Dass Vulkanausbrüche die Menschen zu allen Zeiten erschreckt und verstört haben, ist gerade jetzt gut nachvollziehbar. Und ebenso verständlich ist es, dass man in den gewaltigen frei werdenden Energien das Wirken übernatürlicher Kräfte vermutete. Die alten Griechen schufen einen eigenen Gott als Urheber des Phänomens – Hephaistos –, die alten Germanen den Feuergott Loki.
Doch schon im antiken Griechenland schauten manche hinter das Phänomen und suchten nach „irdischen“ Erklärungen. Empedokles interpretierte Vulkane als Manifestation eines der vier Elemente (Erde, Luft, Feuer und Wasser), Platon berichtet von Feuerströmen im Erdinneren, Aristoteles sah als Ursache dafür Winde im Erdinneren. Letzterer Erklärungsansatz hielt sich bis in die Renaissance.

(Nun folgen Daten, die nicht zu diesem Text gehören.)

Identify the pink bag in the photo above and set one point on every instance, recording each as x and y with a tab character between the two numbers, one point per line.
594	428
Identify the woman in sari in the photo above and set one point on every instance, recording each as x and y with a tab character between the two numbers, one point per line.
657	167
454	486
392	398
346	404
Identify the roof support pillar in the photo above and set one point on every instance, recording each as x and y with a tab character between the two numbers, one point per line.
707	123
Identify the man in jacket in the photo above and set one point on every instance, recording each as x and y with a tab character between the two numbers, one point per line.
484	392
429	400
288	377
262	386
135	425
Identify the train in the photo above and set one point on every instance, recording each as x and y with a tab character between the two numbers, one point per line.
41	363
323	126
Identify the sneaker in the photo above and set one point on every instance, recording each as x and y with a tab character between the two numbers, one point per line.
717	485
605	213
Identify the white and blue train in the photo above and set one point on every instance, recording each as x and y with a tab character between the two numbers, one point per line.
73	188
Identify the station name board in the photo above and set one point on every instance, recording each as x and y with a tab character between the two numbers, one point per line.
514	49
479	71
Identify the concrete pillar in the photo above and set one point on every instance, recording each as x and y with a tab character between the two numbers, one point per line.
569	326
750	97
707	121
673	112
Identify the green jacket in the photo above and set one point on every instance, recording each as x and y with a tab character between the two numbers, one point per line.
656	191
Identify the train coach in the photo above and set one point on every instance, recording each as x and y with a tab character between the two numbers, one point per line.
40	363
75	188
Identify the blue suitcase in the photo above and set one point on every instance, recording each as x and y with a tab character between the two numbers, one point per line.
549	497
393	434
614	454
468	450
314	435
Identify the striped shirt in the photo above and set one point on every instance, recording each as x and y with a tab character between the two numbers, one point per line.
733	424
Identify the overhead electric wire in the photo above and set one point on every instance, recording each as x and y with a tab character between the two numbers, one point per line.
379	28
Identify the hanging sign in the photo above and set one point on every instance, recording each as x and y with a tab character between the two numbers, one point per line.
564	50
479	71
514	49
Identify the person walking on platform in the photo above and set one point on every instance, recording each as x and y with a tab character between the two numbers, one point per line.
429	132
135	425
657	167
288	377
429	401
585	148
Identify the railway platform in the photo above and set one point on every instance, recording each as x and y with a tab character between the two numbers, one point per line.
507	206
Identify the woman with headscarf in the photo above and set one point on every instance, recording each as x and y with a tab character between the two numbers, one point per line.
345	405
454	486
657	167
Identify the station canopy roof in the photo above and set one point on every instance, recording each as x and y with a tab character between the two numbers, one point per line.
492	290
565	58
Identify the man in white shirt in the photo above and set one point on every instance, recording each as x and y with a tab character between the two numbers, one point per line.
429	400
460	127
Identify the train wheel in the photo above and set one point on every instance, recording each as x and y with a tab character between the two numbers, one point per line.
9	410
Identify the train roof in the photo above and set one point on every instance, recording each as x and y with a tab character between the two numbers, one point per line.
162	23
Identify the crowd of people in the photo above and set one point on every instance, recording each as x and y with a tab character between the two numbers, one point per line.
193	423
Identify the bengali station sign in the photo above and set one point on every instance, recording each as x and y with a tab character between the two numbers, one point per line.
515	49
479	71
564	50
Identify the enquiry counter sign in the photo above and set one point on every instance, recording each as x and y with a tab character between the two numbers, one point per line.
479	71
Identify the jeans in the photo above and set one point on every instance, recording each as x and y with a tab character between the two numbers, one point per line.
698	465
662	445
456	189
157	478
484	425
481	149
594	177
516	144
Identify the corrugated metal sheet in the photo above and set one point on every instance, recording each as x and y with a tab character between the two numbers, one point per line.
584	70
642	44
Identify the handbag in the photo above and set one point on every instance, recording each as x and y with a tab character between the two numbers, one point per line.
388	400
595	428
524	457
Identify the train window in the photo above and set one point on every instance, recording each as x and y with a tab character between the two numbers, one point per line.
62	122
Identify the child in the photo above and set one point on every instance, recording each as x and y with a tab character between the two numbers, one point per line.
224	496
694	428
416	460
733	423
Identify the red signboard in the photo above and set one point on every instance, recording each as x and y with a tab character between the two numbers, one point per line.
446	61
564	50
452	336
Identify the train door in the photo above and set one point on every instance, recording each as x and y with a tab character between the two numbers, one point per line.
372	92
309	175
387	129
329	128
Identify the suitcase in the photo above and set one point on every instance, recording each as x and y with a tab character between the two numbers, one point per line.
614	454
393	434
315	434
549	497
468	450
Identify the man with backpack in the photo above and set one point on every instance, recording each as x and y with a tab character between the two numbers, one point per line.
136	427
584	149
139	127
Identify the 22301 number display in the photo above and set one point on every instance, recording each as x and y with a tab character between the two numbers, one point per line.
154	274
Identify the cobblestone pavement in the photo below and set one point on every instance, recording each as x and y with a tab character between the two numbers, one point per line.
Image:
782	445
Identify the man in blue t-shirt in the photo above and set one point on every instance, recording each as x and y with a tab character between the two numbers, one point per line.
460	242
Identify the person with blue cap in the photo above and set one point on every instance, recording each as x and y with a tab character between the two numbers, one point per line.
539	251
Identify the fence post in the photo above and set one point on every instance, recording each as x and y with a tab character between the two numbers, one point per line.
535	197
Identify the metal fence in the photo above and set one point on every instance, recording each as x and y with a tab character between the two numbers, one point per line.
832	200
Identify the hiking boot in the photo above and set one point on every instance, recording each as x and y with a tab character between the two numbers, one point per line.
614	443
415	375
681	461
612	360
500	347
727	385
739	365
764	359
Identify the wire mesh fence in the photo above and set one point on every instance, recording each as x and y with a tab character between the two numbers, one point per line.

Der Mainstream blieb aber unverändert die mythische Erklärung für Vulkanismus, die stets etwas mit dem Zorn Gottes und dem Wirken des Satans zu tun hat. Das Christentum hatte folgerichtig auch ein probates Mittel dagegen: Aus dem Jahr 253 ist z.B. überliefert, dass die Menschen aus Catania mit Reliquien der heiligen Agatha den Lavaströmen des Ätna entgegenzogen – und in der Tat wurde die Stadt von der Zerstörung verschont. 1669 probierte man das in der Überzeugung der Effektivität wieder – doch es wirkte nicht, Catania wurde großteils zerstört, und das, obwohl man wenige Jahre vorher beim Vesuv Pyroxenkristalle in Kreuzform gefunden hatte!

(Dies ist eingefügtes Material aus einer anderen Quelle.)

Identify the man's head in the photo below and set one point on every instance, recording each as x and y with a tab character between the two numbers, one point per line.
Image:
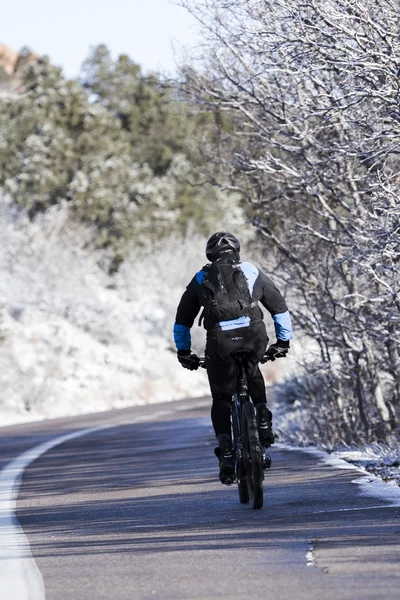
222	244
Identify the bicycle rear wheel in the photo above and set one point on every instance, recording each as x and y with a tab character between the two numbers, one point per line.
252	455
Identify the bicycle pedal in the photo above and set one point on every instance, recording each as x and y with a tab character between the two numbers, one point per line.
267	461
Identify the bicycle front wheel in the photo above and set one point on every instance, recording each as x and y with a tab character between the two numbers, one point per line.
240	470
252	455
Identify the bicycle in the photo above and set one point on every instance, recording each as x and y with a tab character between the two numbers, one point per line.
250	457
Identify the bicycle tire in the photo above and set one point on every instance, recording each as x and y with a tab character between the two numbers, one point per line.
240	470
252	455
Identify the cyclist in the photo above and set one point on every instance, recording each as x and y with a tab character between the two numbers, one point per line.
244	331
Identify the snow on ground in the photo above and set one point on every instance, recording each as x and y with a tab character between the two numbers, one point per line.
77	340
370	485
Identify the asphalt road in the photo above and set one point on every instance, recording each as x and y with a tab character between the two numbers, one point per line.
136	511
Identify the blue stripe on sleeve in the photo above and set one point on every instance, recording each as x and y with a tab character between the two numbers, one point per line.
182	337
283	326
200	276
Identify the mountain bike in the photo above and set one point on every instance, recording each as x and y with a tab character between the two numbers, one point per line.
250	457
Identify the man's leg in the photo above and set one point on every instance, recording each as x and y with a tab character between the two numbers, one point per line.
222	377
256	385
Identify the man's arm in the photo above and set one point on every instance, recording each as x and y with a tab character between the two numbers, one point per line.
274	302
188	309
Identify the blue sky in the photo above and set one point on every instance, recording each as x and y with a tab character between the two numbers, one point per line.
144	29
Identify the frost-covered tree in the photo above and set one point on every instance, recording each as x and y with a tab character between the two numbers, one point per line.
312	94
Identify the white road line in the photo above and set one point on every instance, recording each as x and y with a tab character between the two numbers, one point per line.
20	578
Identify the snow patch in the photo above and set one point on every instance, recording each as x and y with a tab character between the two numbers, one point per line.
369	485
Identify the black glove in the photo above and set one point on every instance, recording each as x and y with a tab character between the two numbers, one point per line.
277	350
188	360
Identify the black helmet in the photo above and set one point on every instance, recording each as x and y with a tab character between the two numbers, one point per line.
220	243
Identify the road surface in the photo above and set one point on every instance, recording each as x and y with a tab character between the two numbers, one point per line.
136	511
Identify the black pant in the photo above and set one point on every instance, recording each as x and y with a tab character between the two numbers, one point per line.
221	368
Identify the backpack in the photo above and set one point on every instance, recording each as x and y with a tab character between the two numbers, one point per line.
225	294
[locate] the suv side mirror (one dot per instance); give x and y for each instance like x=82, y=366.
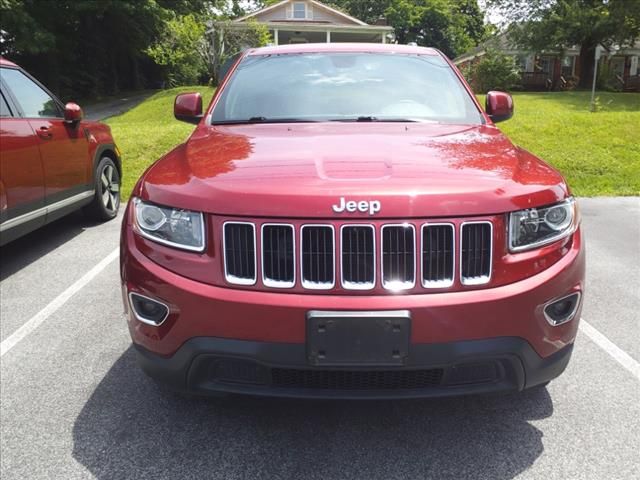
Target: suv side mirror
x=499, y=106
x=188, y=108
x=72, y=113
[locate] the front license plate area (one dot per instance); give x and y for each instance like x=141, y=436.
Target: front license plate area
x=358, y=338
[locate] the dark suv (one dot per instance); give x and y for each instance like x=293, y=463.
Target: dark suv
x=51, y=160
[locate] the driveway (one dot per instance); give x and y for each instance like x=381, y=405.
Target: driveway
x=75, y=405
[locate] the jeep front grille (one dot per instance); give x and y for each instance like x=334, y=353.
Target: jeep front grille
x=240, y=253
x=398, y=257
x=318, y=257
x=475, y=263
x=349, y=257
x=358, y=257
x=278, y=257
x=438, y=255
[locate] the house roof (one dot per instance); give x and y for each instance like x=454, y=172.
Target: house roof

Viele Theorien. Zu dieser Zeit hatten Naturforscher bereits eine Reihe von Theorien über die Vorgänge im Inneren der Erde formuliert. Der Streit zwischen „Plutonisten“ und „Neptunisten“ zwischen 1790 und 1830 führte schließlich zur Entstehung der modernen Geologie – dabei waren an vorderster Front die beiden österreichischen Forscher Eduard Suess und Alfred Wegener beteiligt. Dann schien die Sache klar: Vulkanismus ist die Folge von Vorgängen im Erdinneren – Magma steigt aus dem Erdinneren auf und gelangt irgendwann ins Freie.

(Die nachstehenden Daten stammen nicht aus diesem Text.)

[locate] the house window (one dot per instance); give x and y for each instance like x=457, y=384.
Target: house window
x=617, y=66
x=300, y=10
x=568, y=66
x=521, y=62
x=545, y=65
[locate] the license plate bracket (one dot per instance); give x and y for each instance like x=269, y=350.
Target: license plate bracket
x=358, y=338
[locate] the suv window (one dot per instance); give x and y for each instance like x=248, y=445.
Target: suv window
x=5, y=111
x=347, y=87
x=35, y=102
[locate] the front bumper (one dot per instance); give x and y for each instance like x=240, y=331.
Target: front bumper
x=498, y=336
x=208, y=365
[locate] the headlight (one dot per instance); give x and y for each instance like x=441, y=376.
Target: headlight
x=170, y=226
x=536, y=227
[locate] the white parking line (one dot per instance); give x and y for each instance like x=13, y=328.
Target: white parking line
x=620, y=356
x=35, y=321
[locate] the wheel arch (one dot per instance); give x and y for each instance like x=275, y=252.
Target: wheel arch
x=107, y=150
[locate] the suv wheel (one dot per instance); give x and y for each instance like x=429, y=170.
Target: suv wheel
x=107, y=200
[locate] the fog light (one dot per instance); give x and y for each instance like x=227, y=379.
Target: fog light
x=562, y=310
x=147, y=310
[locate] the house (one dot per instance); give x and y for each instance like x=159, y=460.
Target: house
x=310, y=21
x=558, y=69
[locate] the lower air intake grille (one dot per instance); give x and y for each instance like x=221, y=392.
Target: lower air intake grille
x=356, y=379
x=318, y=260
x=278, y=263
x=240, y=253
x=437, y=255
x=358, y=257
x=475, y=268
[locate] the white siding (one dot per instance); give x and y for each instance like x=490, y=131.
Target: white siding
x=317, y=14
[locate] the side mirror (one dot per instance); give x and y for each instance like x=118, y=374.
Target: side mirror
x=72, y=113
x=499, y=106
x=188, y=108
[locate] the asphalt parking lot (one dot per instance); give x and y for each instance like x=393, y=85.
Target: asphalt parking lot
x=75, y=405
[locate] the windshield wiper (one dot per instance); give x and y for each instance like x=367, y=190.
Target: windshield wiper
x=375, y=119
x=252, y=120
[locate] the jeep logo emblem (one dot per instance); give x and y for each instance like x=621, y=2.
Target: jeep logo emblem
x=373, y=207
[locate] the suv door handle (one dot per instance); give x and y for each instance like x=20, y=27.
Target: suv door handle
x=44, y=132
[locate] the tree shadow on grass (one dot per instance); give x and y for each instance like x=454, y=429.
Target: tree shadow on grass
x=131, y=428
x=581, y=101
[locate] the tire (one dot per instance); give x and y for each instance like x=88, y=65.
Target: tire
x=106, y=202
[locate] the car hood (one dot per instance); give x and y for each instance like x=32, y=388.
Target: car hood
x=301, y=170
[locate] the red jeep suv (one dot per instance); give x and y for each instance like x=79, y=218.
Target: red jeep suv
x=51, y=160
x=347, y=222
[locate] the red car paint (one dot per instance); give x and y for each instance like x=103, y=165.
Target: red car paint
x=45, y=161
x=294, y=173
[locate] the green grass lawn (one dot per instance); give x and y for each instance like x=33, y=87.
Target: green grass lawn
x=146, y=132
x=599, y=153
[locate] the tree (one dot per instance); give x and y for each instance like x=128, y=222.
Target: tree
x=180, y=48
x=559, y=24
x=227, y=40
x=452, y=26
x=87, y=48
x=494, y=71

Die Vulkanologie ist allerdings ein gutes Beispiel dafür, dass Ergebnisse der Wissenschaft immer vorläufig sind. Denn die bis vor zwei, drei Jahrzehnten geläufige Meinung, dass Vulkanausbrüche ausschließlich von Vorgängen im Erdinneren ausgelöst werden, wird immer brüchiger. Heute gehen viele Forscher davon aus, dass die meisten Ausbrüche von äußeren Vorgängen ausgelöst werden. Allen voran die Vermischung von Gesteinsschmelzen mit Wasser: Stößt Grund-, Schmelz- oder Meereswasser auf Magma oder auf heißes Gestein, dann verdampft es schlagartig und befördert explosionsartig Gesteinsmaterial in die Atmosphäre.